9. Considerações finais

Pela dimensão e gravidade do problema do lixo em nossa sociedade, ficou evidente, a partir dos dados obtidos, que falta muita conscientização e informação sobre o tema. O debate existe, mas ainda é muito raso e insuficiente para gerar uma verdadeira mudança na forma como lidamos com nossos resíduos.

Ninguém discorda que a poluição gerada pelo lixo seja um problema, o que foi comprovado pelo fato de, em todos os cenários pesquisados, menos de 1% das menções serem negativas, ou seja, comentários que ignoram o problema.

Por outro lado, a maior parte das postagens foi neutra, somando mais de 50% do total, principalmente por conta de retweets, compartilhamentos de notícias e piadas, sem um posicionamento claro.

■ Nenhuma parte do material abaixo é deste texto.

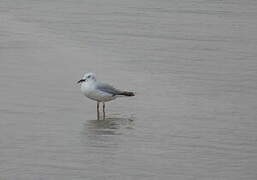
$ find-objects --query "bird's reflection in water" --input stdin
[83,117,134,135]
[81,118,134,149]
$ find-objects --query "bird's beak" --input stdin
[77,79,86,84]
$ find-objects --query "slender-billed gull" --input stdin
[77,73,135,120]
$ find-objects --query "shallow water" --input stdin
[0,0,257,180]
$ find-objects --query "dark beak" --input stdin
[77,79,85,84]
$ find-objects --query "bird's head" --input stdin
[77,73,96,83]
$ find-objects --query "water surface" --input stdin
[0,0,257,180]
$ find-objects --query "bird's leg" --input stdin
[96,101,100,120]
[103,102,105,120]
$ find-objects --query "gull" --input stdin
[77,73,135,120]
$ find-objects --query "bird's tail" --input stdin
[119,91,135,96]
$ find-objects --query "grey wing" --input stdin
[96,83,122,96]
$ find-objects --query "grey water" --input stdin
[0,0,257,180]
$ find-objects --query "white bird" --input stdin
[77,73,135,120]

Outro exemplo de como ainda precisamos fomentar o debate sobre a questão do lixo, é que os problemas mais citados foram aqueles mais presentes no cotidiano das pessoas, como os alagamentos (48,5% do total de menções), em detrimento de outras consequências tão graves quanto, mas menos visíveis, como a poluição e a degradação ambiental gerada pelos lixões (2,5% do total).

É lógico que resolver a questão do lixo parte de políticas públicas mais eficientes com relação à coleta e tratamento dos resíduos, além de uma cooperação internacional no sentido de atenuar as consequências ambientais em todo o planeta. Entretanto, essa mudança também parte de cada um de nós, mudando hábitos de consumo e descarte do nosso lixo. E essa conscientização só será possível a partir de um debate mais profundo e qualificado em toda a sociedade.

Hábitos simples, como separar o lixo doméstico, dar o destino correto para o descarte tecnológico e buscar alternativas de reciclagem, fazem toda a diferença. Que tal começar ainda hoje?